By Scott Yanow. AMG.
This is yet another of those beautiful albums in which jazz greats reach across the stylistic and generational divides and work beautifully with each other!
Ellington's legacy is, of course, a great starting point to glue together any two musical generations, but this album goes beyond that; showcasing eccentric and sadly underappreciated vocalist Hibbler in more then reverent company of the even more excentric multi-instrumentalist Kirk, with the added bonus of an extremely versatile and competent rhythm section consisting of Hank Jones (p), Ron Carter (b) and Oliver Jackson (dm).
Yes, this is definitely not a full-time Rahsaan Roland Kirk album (I must warn Kirk fans!), it is a gentle meeting of the times in which both parties contribute the best and the most sensitive extrovert and subtle jazz they can share with each other.
Mind you, only first 5 songs feature Hibbler, but his unique phrasing is really impresive, particularly on "Don't get around much anymore" and, my favorite number, "Lover come back to me", whereas Kirk uses his incredible tallent with taste, not showing off his ability to play more than one instrument at the same time.

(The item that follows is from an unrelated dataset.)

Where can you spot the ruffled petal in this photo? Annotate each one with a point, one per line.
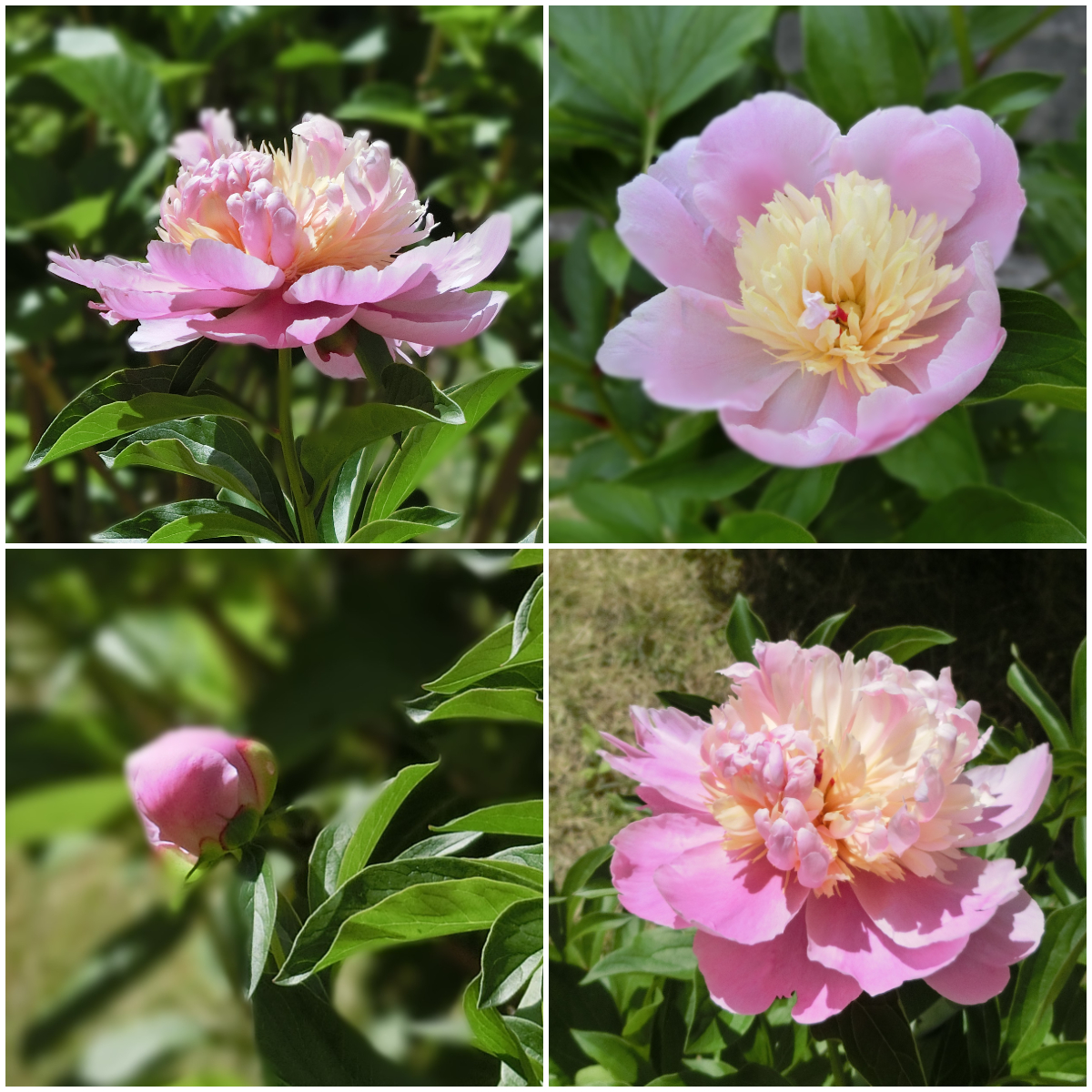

When he does his staff, he actually sounds like two (or even more) musicians working together very well.
Leon Thomas'vocal at the last song ("Dream") are not unpleasant but are no match to Hibbler's, nor do they work well with the original concept of the album.
However, all in all, this is great and imaginative music so some conceptual glitches shouldn't diminish the listening pleasure.
By Nikica Gilic.
Ron Carter- Bass
Charles Crosby- Drums
Major Holley- Bass
Al Hibbler- Vocals
Leon Thomas- Vocals
Oliver Jackson- Drums
Hank Jones- Piano
Lonnie Liston Smith- Piano
Rahsaan Roland Kirk- Clarinet, Flute, Saxophone
A1. Do Nothin` Till You Hear From Me   4:38
A2. Daybreak   3:12
A3. Lover Come Back to Me   3:48
A4. Don`t Get Around Much Anymore   2:53
A5. This Love of Mine   4:55
B1. Carney and Begard Place   5:34
B2. I Didn`t Know About You   4:01
B3. Something `Bout Believing   6:05
B4. Dream   2:30


  1. Excellent,keen to hear this,thanks.

  2. it is.
    i keep listening for last 38 years :)

  3. Thanks for this. There's not much Al Hibbler about anyways!